Le géant américain du transport à la demande a annoncé la fermeture de ses opérations au Nigeria et en Ouganda, réduisant désormais sa présence africaine à quatre pays seulement. La décision intervient au moment où la direction mondiale d’Uber annonce une suppression de 10 % de ses effectifs.
Uber quitte le Nigeria et l’Ouganda sans préavis. L’entreprise a qualifié cette décision de « difficile », prise à l’issue d’un examen approfondi de ses activités dans ces deux marchés. Elle était présente au Nigeria depuis 2014 et en Ouganda depuis 2016.
Sur le continent africain, Uber ne maintient plus ses services qu’en Égypte, au Ghana, au Kenya et en Afrique du Sud. Au cours de la seule année écoulée, le groupe avait déjà abandonné la Côte d’Ivoire et la Tanzanie. « Cette décision se limite strictement à ces deux marchés et n’affecte pas nos opérations dans le reste du continent », a précisé l’entreprise, ajoutant rester « engagée en Afrique subsaharienne ».

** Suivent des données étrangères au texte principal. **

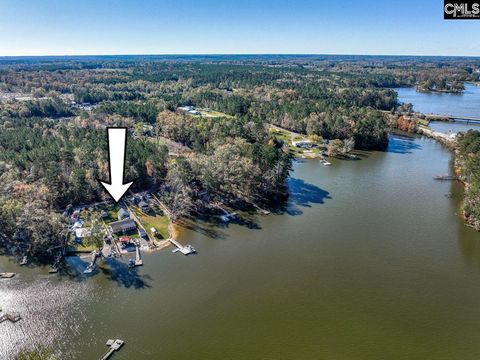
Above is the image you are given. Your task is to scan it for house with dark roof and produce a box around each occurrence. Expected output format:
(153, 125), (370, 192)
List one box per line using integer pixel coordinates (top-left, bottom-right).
(110, 219), (137, 234)
(138, 200), (149, 212)
(117, 208), (130, 220)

Au Nigeria, pays le plus peuplé d’Afrique, les chauffeurs se plaignaient depuis longtemps de tarifs trop bas au regard de la hausse du coût du carburant, et de commissions jugées excessives. La suppression de la subvention sur les carburants décidée par le président Bola Tinubu après son élection en 2023 avait brutalement renchéri le coût de la vie. La flambée des prix du pétrole consécutive aux tensions entre les États-Unis et l’Iran a encore aggravé la situation cette année pour les automobilistes.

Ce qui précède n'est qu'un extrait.